Why Calorie Counting Doesn’t Make Sense in Ayurveda
It’s so attractive to think that consuming of a certain amount of calories per day could keep us fit and healthy. Unfortunately this mechanical approach is wrong. It is based on the assumption that everything we ingest is nourishing us. In reality that is usually not the case. We only absorb some of what we ingest. This percentage varies greatly according to many factors.
Ayurveda points out several reasons why the calorie approach doesn’t work, especially in the long term.
- First of all, the main concern is not WHAT we eat but how strong is our power to digest what we consumed. What use is something, if our body lacks the ability to get nutrition from it? That’s why Ayurveda stresses the need to keep our agni (digestive fire) strong by choosing foods according to our metabolic constitution (dosha), the season of the year and our current condition (vikruti). Seasonal purification of the body to get rid of excessive doshas and ama (toxins) are also recommended.
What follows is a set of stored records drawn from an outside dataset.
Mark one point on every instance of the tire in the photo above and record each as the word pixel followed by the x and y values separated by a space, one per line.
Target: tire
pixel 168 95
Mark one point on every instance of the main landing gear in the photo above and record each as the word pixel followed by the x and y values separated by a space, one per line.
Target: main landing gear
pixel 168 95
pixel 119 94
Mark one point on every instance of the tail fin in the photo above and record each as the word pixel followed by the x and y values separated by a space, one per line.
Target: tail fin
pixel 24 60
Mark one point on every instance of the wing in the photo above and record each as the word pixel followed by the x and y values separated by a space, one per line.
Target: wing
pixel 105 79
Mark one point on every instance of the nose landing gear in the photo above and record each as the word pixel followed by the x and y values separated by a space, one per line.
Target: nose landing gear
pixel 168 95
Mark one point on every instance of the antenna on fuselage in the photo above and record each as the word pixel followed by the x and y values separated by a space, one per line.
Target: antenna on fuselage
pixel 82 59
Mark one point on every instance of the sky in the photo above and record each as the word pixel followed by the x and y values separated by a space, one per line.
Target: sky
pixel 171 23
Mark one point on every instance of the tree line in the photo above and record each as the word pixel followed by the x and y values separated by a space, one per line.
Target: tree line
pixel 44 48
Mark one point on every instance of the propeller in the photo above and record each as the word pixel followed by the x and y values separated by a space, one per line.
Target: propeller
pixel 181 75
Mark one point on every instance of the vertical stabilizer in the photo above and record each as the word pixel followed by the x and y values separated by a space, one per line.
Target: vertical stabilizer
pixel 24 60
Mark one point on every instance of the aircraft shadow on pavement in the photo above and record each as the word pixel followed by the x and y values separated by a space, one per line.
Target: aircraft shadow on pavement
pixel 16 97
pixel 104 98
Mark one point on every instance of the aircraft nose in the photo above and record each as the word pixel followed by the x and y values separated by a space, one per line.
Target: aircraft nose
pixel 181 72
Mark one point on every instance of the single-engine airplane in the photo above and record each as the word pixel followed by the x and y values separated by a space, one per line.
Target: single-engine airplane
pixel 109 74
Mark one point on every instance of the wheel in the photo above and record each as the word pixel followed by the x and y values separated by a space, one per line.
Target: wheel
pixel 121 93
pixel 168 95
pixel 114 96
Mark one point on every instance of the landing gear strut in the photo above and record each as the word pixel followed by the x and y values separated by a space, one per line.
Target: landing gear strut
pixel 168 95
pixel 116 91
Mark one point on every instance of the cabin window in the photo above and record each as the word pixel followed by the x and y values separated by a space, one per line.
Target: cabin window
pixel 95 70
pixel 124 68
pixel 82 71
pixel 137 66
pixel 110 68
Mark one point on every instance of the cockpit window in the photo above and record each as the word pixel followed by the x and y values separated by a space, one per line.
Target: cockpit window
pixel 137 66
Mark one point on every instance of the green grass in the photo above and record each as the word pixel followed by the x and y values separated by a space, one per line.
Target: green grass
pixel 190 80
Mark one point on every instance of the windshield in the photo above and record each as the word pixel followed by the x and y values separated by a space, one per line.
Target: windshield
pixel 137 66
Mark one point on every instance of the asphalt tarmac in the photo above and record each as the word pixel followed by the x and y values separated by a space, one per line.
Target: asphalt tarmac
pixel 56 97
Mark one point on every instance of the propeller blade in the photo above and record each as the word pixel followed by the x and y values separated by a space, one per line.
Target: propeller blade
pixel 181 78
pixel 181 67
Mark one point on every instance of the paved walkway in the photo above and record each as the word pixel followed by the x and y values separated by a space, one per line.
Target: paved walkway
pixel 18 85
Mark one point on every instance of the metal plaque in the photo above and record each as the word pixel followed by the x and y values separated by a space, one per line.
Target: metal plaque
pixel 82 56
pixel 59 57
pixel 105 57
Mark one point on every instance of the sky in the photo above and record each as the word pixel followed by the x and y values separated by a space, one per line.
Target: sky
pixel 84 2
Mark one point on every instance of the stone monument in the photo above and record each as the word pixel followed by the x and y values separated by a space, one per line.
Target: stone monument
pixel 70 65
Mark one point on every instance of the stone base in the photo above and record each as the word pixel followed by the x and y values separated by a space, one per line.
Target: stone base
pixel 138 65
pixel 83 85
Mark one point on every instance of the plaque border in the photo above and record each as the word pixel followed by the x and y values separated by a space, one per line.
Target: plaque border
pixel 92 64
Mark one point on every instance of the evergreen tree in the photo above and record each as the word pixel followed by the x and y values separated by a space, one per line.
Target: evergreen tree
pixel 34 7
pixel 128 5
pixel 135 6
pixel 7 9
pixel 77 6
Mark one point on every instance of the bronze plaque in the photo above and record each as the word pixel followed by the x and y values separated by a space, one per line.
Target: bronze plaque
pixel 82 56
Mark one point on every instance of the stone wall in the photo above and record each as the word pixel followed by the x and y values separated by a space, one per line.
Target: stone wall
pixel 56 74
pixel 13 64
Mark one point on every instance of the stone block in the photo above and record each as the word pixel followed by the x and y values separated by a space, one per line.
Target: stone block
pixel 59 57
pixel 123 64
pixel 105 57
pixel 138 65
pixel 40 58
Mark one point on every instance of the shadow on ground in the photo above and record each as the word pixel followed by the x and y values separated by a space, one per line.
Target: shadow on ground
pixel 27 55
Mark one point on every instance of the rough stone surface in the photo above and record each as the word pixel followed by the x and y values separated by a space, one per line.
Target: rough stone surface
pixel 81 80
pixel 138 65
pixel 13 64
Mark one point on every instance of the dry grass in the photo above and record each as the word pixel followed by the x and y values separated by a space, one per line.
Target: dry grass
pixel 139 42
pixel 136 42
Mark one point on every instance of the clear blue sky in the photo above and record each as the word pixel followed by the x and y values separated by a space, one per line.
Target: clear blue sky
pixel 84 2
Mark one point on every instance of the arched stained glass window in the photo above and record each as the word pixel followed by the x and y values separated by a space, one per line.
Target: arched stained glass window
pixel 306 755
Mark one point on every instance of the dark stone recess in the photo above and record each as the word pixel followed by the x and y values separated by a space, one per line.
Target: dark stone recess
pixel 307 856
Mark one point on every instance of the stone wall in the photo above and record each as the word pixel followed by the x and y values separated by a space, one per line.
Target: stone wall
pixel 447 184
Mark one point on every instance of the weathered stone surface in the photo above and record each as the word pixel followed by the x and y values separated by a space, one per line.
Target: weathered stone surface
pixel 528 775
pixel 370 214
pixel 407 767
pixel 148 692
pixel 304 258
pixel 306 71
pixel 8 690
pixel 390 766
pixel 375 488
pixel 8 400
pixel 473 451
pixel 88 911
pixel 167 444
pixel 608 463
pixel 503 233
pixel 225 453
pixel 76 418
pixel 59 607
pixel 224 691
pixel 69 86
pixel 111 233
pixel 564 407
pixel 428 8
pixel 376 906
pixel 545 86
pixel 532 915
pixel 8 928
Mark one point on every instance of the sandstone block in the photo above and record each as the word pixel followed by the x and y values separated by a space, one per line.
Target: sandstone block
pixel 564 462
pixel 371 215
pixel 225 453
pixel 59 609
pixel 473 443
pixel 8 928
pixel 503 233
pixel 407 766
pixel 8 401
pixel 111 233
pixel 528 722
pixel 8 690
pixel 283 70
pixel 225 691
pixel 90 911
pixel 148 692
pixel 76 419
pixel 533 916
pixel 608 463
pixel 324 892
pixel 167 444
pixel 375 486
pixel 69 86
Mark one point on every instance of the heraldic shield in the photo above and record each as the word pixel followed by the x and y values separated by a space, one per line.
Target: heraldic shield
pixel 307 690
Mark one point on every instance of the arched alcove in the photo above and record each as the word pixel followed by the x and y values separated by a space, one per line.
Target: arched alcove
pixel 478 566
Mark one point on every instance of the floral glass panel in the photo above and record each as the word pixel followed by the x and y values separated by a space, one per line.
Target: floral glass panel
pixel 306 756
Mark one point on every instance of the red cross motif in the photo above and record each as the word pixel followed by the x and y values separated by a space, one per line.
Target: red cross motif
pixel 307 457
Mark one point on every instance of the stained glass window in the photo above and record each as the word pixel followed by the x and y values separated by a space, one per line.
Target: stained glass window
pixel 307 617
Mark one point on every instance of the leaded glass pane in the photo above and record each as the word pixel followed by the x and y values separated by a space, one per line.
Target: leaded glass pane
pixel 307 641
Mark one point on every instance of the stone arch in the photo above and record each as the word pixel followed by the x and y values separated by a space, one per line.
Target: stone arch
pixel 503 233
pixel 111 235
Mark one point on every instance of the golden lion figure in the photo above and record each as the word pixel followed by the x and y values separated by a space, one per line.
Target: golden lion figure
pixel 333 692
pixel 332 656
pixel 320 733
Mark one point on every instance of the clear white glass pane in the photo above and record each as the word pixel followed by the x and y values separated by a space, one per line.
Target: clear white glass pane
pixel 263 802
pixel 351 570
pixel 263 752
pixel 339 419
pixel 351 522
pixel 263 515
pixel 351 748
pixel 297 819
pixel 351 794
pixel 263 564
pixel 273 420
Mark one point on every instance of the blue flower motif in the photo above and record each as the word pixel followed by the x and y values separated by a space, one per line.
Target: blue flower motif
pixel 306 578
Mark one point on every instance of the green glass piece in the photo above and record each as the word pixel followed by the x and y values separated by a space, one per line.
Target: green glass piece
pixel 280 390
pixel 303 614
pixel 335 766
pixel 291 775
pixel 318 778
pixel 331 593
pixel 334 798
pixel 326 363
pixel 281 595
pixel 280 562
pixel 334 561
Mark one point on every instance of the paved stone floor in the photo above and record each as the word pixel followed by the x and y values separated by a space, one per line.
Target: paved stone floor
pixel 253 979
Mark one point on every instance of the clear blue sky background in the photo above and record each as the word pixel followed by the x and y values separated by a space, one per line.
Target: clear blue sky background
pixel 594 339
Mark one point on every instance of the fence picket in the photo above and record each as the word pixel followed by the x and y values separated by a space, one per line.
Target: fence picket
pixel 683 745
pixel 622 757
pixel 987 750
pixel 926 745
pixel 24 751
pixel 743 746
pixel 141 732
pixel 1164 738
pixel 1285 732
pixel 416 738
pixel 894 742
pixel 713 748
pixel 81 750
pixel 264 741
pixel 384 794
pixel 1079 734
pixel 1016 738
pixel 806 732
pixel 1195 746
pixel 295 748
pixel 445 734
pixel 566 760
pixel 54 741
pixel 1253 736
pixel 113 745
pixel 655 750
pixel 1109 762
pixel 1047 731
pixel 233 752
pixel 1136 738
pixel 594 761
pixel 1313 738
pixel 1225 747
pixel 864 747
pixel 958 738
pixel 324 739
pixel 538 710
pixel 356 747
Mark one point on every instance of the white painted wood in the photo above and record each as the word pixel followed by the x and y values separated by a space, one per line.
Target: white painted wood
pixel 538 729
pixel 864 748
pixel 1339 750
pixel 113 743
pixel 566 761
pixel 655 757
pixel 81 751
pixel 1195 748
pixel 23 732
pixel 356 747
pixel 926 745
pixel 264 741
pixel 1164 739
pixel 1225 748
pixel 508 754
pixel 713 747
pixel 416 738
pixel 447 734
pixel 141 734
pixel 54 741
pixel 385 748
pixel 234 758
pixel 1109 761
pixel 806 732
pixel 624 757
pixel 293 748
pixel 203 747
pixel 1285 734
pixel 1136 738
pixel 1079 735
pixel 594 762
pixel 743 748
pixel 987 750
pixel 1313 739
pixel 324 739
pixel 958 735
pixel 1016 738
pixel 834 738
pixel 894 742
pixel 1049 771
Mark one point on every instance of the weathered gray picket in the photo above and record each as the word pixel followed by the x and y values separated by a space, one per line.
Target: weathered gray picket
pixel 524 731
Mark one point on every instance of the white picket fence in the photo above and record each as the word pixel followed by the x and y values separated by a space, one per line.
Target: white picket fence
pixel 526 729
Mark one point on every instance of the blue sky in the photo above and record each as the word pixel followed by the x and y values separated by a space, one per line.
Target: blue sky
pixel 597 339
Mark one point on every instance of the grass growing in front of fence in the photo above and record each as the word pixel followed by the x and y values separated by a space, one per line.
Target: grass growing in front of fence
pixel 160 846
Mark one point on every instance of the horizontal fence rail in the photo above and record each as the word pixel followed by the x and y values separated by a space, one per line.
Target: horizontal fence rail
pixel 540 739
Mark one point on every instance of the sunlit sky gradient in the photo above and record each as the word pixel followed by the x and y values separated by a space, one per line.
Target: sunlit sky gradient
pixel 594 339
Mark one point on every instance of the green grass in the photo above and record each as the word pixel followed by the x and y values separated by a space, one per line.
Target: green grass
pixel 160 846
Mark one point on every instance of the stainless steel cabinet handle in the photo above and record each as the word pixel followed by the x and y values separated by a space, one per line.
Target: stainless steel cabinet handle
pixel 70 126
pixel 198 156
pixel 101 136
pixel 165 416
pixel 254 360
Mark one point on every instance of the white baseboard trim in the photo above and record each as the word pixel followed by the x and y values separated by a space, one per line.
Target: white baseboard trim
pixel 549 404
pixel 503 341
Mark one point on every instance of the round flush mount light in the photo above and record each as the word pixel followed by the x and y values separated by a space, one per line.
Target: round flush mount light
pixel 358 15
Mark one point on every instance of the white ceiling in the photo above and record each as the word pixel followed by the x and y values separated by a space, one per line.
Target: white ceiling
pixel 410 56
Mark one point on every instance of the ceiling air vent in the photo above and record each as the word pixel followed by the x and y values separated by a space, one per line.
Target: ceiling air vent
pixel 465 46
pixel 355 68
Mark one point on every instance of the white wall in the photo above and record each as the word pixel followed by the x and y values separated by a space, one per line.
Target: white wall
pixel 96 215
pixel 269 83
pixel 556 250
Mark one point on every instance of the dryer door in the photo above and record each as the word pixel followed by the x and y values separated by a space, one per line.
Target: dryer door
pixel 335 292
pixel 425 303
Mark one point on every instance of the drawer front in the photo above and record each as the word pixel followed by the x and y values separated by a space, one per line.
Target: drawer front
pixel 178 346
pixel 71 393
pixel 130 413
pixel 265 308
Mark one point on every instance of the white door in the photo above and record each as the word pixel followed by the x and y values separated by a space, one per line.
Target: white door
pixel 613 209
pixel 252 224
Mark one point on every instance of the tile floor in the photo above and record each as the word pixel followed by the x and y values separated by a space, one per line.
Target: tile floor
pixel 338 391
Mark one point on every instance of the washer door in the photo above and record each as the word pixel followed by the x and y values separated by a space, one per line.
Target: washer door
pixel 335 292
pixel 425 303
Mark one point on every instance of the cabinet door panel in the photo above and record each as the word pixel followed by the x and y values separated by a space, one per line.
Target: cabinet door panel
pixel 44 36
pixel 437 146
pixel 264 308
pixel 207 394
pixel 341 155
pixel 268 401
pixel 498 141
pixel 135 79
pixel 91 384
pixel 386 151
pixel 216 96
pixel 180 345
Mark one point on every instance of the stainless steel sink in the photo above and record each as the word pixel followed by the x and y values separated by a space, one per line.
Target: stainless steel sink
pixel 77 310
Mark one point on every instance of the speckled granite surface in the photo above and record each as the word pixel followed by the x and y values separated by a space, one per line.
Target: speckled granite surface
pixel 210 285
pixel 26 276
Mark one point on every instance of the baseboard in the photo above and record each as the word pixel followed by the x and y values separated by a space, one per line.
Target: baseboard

This practice is called Pancha karma (The five actions).
- The capacity to digest involves not only the gastrointestinal tract but all the bodily functions: the nervous system, the hormone system, blood circulation, proper respiration for the oxidation, proper elimination, etc. The system that creates most digestive problems is the nervous system, which is controlled by Vata. Being positive in general and eating in a quiet, friendly atmosphere will calm down Vata and promote proper digestion. Eating while in a bad mood, discussing unpleasant topics, or watching violent or stressful TV programs during the meal – all of these actions turn the food poisonous (See A-dic diet and eating habits).
- The combination of food is very important as well. Even healthy foods can turn unhealthy when poorly combined. Melons, for example, are not compatible with most foods and should be eaten separately from meals. An especially bad combination is melons and dairy products, eggs, fried food, or grains (See: Incompatible food combinations).
- The order in which we eat foods greatly impacts our health as well. If we begin by eating an item that takes a long time to be digested and then follow with one that is easy to digest, the first item will block the path of the other foods. So all foods that are ingested later will ferment and putrefy. Red meats take the longest to pass through the digestive system – 36 – 72 hours (if your diet is mainly based on plants the time will be shorter, if you are on mostly animal protein diet it can last up to 72 hours). Fish and poultry require 24 – 48 hours; dairy 24 – 36; beans 20 – 30; nuts and seeds 20 – 26; grains 18 – 24; root vegetables 18 – 24; leafy vegetables 12 – 18; and fruits 6 – 18. Eating light food first will aid the metabolism. Lighter food is not necessarily better because the body needs to have some food in to support proper absorption of nutrients. It is not recommended to eat foods that digest more than twenty four hours.
- Remember that the quality of food greatly depends on whether it is fresh and organic or not. It is wrong to assume that a frozen or canned apple has the same nutritive properties as a fresh, organic one. Fresh or freshly cooked foods provide us with prana (life force), while processed food causes the state of sluggishness, dullness, and heaviness in the body and mind.
TODAY’S TIP: Obviously, the art of eating healthy requires more creativity than just calorie counting. The reward though is as high as health, happiness, and harmony.